Zack Beauchamp is a senior correspondent at Vox, where he covers ideology and challenges to democracy, both at home and abroad. Before coming to Vox in 2014, he edited TP Ideas, a section of Think Progress devoted to the ideas shaping our political world.

American concern about terrorism has increased about fivefold in the past month, according to a Gallup poll released on Monday morning. Terrorism, Gallup found, is the problem Americans are most likely to rank as "most important" — surpassing even the economy:

(Gallup)

According to Gallup, this is the most concerned that Americans have been about terrorism in a full decade of conducting the poll. Moreover, the share of Americans ranking the economy as the most important problem has fallen to the lowest level since 2008's Great Recession.

The past month has seen two large terrorist attacks in Western countries, in Paris and San Bernardino, California. At the same time, the US economy has improved quite a bit in the past two years.

The poll found a real partisan gap. Twenty-four percent of Republicans see terrorism as the country's biggest issue today; the figure is 9 percent for Democrats. By contrast, at the beginning of November, just 4 percent of Republicans and 3 percent of Democrats saw terrorism as America's biggest problem. So while concerns about terrorism have spiked in both parties, the trend is much more pronounced among Republicans.

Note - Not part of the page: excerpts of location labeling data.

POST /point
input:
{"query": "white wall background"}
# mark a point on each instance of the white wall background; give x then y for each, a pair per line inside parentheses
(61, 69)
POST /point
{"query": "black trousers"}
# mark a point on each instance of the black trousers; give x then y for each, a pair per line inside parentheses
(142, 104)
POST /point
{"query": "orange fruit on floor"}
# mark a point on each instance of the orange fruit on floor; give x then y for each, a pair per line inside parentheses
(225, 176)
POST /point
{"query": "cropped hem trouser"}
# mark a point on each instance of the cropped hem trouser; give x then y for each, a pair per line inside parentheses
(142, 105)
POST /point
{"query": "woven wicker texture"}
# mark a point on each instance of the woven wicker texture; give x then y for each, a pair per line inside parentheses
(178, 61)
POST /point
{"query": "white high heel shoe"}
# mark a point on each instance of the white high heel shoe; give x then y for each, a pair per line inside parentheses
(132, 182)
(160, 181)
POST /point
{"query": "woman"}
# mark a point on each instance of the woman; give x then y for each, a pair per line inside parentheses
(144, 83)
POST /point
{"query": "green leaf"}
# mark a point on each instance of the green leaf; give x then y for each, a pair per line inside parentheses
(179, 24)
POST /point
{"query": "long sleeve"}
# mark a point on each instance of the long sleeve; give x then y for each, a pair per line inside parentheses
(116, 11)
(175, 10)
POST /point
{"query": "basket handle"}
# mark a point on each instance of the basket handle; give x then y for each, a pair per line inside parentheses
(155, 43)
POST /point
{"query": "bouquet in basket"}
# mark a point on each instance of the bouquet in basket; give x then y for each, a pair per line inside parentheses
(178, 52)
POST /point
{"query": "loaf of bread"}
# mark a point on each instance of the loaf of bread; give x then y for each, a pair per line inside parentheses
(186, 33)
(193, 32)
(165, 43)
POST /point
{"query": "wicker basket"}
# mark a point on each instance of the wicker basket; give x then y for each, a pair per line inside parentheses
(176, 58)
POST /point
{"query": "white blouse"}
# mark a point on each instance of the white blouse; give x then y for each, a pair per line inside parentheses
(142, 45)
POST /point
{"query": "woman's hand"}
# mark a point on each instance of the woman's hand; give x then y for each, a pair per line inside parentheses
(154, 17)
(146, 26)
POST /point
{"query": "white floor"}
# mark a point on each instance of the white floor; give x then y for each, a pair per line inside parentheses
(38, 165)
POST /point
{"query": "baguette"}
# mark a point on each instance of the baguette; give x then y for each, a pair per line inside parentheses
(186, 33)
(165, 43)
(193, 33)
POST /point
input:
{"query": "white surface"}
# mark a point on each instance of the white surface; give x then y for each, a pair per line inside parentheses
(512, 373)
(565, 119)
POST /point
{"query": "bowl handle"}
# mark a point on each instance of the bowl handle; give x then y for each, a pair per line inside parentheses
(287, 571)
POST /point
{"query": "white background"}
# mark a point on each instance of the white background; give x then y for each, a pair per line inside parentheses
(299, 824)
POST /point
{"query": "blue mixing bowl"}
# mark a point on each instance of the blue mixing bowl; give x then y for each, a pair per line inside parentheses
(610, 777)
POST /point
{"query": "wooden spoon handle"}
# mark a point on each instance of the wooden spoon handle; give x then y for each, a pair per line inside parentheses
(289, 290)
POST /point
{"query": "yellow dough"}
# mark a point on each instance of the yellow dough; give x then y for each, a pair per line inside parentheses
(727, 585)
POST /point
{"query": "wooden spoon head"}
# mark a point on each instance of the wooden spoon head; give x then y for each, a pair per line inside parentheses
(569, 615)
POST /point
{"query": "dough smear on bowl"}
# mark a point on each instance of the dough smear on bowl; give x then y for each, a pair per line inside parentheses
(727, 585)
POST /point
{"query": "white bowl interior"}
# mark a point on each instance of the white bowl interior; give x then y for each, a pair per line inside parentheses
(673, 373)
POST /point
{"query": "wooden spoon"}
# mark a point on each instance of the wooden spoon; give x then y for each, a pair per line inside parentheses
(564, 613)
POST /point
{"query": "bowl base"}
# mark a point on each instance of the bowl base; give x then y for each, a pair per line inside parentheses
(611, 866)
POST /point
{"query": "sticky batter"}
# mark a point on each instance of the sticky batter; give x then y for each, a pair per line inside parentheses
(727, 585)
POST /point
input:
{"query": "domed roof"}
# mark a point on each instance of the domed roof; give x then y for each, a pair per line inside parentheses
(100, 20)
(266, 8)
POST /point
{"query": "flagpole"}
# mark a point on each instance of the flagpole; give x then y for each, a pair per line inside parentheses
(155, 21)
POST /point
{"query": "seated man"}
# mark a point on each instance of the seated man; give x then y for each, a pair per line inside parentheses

Peter Neumann, director of the International Centre for the Study of Radicalisation, told me last week that the risk to Americans from future ISIS attacks on the homeland is very low. The group has a very hard time getting trained operatives to the States and has relatively few homegrown sympathizers here.

ISIS's strategy, instead, depends on convincing Americans that it poses a major threat, instilling a sense of panic and terror that leads US policymakers to respond in ways that serve ISIS's interests. Discriminating against Muslim refugees in a way that helps ISIS paint the US as an enemy of Islam is one example.

"Terror is a sensation that depends on you believing there is more to it than there is — that there is a whole movement behind these people in San Bernardino," Neumann explained. "And the reality is, of course, there isn't."

Still, Americans are understandably concerned after Paris and San Bernardino. This poll suggests we will be hearing more about these issues as the presidential campaign continues.